AlphaCode 2 solved 43 percent of these problems, close to a 2x improvement over the original AlphaCode's 25 percent on the same benchmark. Mapping that to contest rankings, DeepMind estimated that AlphaCode 2 sits at the 85th percentile on average, placing it between the Codeforces "Expert" and "Candidate Master" tiers and ahead of about 85 percent of entrants. The original AlphaCode was estimated at roughly the 46th percentile on this comparison. In the two contests where it did best, AlphaCode 2 outperformed more than 99.5 percent of participants [1].
| Metric | Original AlphaCode | AlphaCode 2 |
|---|---|---|
| Problems solved (within 10 submissions, 77-problem set) | 25% | 43% |
| Estimated Codeforces percentile | ~46th | ~85th |
| Codeforces tier (approx.) | below median | Expert to Candidate Master |
| Best-case contests | not reported | >99.5th percentile |
| Sampling languages | Python and C++ | C++ only |
The report also measured how performance scaled with the number of samples. As with the original system, the solve rate rose roughly log-linearly with more samples, and AlphaCode 2 needed only about 100 samples per problem to match the level the original AlphaCode reached with a million. DeepMind described this as making the new system over 10,000 times more sample efficient. In an additional "AlphaCode 2 plus human" setting, where a person specifies extra filtering properties, the combined system scored above the 90th percentile [1].
The two systems share a search-and-rerank philosophy, but the upgrades are substantial. The most visible change is the foundation model: where AlphaCode used a purpose-built encoder-decoder transformer, AlphaCode 2 fine-tunes Gemini Pro for both code generation and the scoring step, and DeepMind credits Gemini's flexibility for the gains on those two very different tasks [1]. The headline accuracy nearly doubled, from solving 25 percent of the benchmark problems to 43 percent, and the estimated ranking jumped from around the median to the 85th percentile [1][3].
Sample efficiency is the other large difference. Both systems can draw on up to a million samples per problem, but AlphaCode 2 reaches its predecessor's performance with roughly 100, an improvement of more than four orders of magnitude [1]. The pipeline was also streamlined to sample only in C++ and to use a learned scoring model on top of the clustering stage. The numbers reported in DeepMind's abstract and body text differ slightly in framing: the abstract states AlphaCode 2 "solved 1.7x more problems," while the evaluation section reports the 43 percent versus 25 percent solve rates as a "close to 2x" improvement. Both figures come from the same technical report [1].

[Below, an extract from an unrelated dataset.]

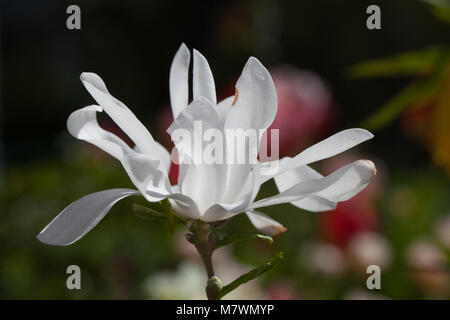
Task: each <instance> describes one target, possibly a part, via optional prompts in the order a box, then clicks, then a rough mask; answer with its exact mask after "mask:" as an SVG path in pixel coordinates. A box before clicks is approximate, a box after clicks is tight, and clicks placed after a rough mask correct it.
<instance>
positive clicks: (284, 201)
mask: <svg viewBox="0 0 450 320" xmlns="http://www.w3.org/2000/svg"><path fill="white" fill-rule="evenodd" d="M375 174H376V169H375V165H374V164H373V162H372V161H369V160H358V161H355V162H353V163H350V164H348V165H346V166H343V167H341V168H340V169H338V170H336V171H334V172H333V173H332V174H330V175H328V176H326V177H324V178H321V179H317V180H311V181H303V182H300V183H298V184H296V185H294V186H293V187H291V188H289V189H287V190H286V191H284V192H281V193H280V194H278V195H276V196H273V197H270V198H266V199H263V200H259V201H257V202H255V203H253V204H252V205H251V206H250V208H260V207H266V206H271V205H275V204H280V203H286V202H293V201H298V200H302V199H304V198H307V197H310V196H319V197H322V198H325V199H327V200H330V201H334V202H338V201H345V200H348V199H350V198H352V197H353V196H354V195H356V194H357V193H358V192H360V191H361V190H362V189H364V188H365V187H366V186H367V185H368V184H369V183H370V182H371V181H372V178H373V176H374V175H375Z"/></svg>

AlphaCode 2 was presented as a research milestone, not a launched product, and it was not made publicly available. DeepMind was explicit about its limits, writing that the system "requires a lot of trial and error, and remains too costly to operate at scale," and that it depends heavily on being able to filter out obviously bad samples [1]. The company said it was working toward bringing AlphaCode 2's capabilities into its foundation Gemini models as a step toward a more interactive style of programming, a point echoed by DeepMind vice president Eli Collins around the launch [3].
The result drew attention as one of the more concrete demonstrations released alongside Gemini, showing that a general-purpose model could be specialized to a hard reasoning task and beat a bespoke predecessor [3][5]. DeepMind suggested that an even stronger foundation model, such as Gemini Ultra, would likely push the approach further [1]. The contest problem featured in the public Gemini demonstration came from the CodeTON Round 4 contest and was used with permission from Codeforces [1].